The Atlantic World
Book Review
The Atlantic World by D'Maris Coffman, Adrian Leonard and William O'Reilly (editors)
(Routledge), 2014
704pp., £150 hard, ISBN978-0-415-46704-9
As the meeting point between Europe, colonial America, and Africa, the history of the Atlantic world is a constantly shifting arena, but one which has been a focus of huge and vibrant debate for many years. In over thirty chapters, all written by experts in the field, The Atlantic World takes up these debates and gathers together key, original scholarship to provide an authoritative survey of this increasingly popular area of world history.

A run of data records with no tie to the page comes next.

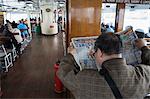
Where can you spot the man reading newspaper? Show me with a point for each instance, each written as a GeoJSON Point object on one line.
{"type": "Point", "coordinates": [132, 81]}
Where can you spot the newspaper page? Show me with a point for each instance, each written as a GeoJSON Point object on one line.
{"type": "Point", "coordinates": [83, 45]}
{"type": "Point", "coordinates": [130, 52]}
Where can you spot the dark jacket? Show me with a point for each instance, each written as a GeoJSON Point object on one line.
{"type": "Point", "coordinates": [133, 82]}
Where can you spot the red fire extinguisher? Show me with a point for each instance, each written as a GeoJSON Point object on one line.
{"type": "Point", "coordinates": [58, 84]}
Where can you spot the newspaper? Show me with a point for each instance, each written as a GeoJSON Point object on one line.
{"type": "Point", "coordinates": [130, 52]}
{"type": "Point", "coordinates": [83, 45]}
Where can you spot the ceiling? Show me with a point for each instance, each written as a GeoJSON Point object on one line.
{"type": "Point", "coordinates": [33, 5]}
{"type": "Point", "coordinates": [23, 5]}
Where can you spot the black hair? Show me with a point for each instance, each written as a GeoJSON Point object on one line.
{"type": "Point", "coordinates": [109, 43]}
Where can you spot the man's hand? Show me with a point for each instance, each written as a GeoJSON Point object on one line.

The book takes a thematic approach to topics including exploration, migration and cultural encounters. In its introductory essay, the editors valuably define the field laying the framework for the rest of the book. In the first chapters, scholars examine the interactions between groups which converged in the Atlantic world, such as slaves, European migrants and Native Americans. The volume then considers questions such as finance, money and commerce in the Atlantic world, as well as warfare, government and religion. The collection closes with chapters examining how ideas circulated across and around the Atlantic and beyond. It presents the Atlantic as a shared space in which commodities and ideas were exchanged and traded, and examines the impact that these exchanges had on both people and places. This volume is lavishly illustrated with paintings, drawings and maps and provides invaluable reading for all students and scholars of this broad sweep of world history. I hope that, like many of the volumes in this series, a paperback edition will follow.